1. There's no need to be afraid.

2. There's no need to be afraid of.

Question: May I know which one is correct?

Thank you!!!

September 18 um 10:21
  • levmyshkin us United States

    Number 1 is correct.

    If you wanted to use number 2, you would have to complete the sentence.

    For example: There's no need to be afraid of spiders.

    Or you could say: There's nothing to be afraid of.

    September 18 um 10:32
  • WinterShaker gb Vereinigtes Königreich

    Also, " May I know which one is correct? " is kind of unidiomatic - meaning it sounds wrong to me as a native English speaker but I find it difficult to say exactly why it sounds wrong :-)

    If you were being extra polite, you could say "May I ask which one is correct?" - but that's a construction which you'd normally only use if you were talking about something which you know is a sensitive issue for the person you're talking to, which they might not be comfortable talking about.
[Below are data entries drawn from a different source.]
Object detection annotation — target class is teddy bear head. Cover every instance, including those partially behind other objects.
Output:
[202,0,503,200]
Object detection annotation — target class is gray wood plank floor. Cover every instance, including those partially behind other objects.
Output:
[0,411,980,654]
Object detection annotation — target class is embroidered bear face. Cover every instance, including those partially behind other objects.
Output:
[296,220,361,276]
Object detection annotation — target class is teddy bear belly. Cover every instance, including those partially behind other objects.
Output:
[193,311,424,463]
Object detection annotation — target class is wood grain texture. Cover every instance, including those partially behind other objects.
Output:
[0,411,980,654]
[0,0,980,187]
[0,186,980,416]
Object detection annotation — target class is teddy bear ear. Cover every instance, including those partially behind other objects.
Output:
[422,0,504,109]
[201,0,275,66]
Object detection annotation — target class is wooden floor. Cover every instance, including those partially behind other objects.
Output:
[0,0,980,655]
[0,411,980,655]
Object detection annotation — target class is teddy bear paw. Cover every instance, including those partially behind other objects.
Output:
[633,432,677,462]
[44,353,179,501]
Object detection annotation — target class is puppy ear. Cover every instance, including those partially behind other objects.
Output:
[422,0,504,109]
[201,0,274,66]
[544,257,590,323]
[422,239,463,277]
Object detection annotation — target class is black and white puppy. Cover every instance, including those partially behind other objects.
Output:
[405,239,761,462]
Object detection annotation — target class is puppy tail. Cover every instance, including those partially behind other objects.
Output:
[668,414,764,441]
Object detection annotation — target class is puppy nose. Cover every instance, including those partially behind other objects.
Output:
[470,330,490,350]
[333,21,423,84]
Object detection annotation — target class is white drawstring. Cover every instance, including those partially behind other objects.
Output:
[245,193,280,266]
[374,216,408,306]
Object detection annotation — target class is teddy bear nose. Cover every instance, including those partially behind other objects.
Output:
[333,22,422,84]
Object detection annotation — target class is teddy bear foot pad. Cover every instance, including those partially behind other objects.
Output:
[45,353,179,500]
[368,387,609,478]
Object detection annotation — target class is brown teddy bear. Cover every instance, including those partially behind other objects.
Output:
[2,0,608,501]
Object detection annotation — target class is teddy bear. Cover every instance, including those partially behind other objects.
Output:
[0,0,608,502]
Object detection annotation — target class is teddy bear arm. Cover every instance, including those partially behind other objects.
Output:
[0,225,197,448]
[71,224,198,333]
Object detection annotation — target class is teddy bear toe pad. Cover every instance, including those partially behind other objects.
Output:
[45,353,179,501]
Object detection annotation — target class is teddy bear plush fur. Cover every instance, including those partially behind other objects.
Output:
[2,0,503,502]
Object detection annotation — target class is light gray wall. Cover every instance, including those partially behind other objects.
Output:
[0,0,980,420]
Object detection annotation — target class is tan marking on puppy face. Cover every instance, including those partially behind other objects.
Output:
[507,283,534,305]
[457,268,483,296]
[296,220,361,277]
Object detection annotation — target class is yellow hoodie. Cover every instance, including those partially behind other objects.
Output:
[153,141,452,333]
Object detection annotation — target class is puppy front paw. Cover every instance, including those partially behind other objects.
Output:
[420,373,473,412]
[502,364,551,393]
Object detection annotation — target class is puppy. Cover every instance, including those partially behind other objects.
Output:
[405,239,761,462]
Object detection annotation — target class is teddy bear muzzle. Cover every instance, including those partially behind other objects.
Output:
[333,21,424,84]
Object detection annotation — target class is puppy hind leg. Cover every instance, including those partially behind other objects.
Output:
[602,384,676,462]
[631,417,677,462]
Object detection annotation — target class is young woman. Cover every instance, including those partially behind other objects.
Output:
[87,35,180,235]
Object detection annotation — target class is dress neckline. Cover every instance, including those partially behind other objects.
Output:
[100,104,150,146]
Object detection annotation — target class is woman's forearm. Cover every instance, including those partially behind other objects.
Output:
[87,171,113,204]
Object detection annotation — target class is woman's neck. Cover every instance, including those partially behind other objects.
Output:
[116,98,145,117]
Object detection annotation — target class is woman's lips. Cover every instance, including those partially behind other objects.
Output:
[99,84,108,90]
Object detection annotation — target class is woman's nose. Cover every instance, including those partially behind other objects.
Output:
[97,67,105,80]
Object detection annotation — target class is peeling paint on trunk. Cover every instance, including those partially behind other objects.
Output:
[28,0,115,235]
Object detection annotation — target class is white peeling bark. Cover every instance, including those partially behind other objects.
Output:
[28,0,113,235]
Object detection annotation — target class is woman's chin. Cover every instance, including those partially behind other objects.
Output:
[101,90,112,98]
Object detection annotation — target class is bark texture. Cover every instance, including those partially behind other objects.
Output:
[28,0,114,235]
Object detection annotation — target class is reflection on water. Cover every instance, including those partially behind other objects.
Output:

    Or you could say something like "Could someone tell me which one is correct"

    September 18 um 12:28
    • ericb100 us United States

      "May I ask..." sounds fine here to me (American). I think it doesn't necessarily imply a sensitive subject, but can mean "may I impose (on your precious time) to ask". It is very polite. I agree "May I know..." is not correct.

      September 18 um 14:34
      • lilyyang tw Taiwan

        Thank you for pointing it out. I really appreciated it. I've learned something today.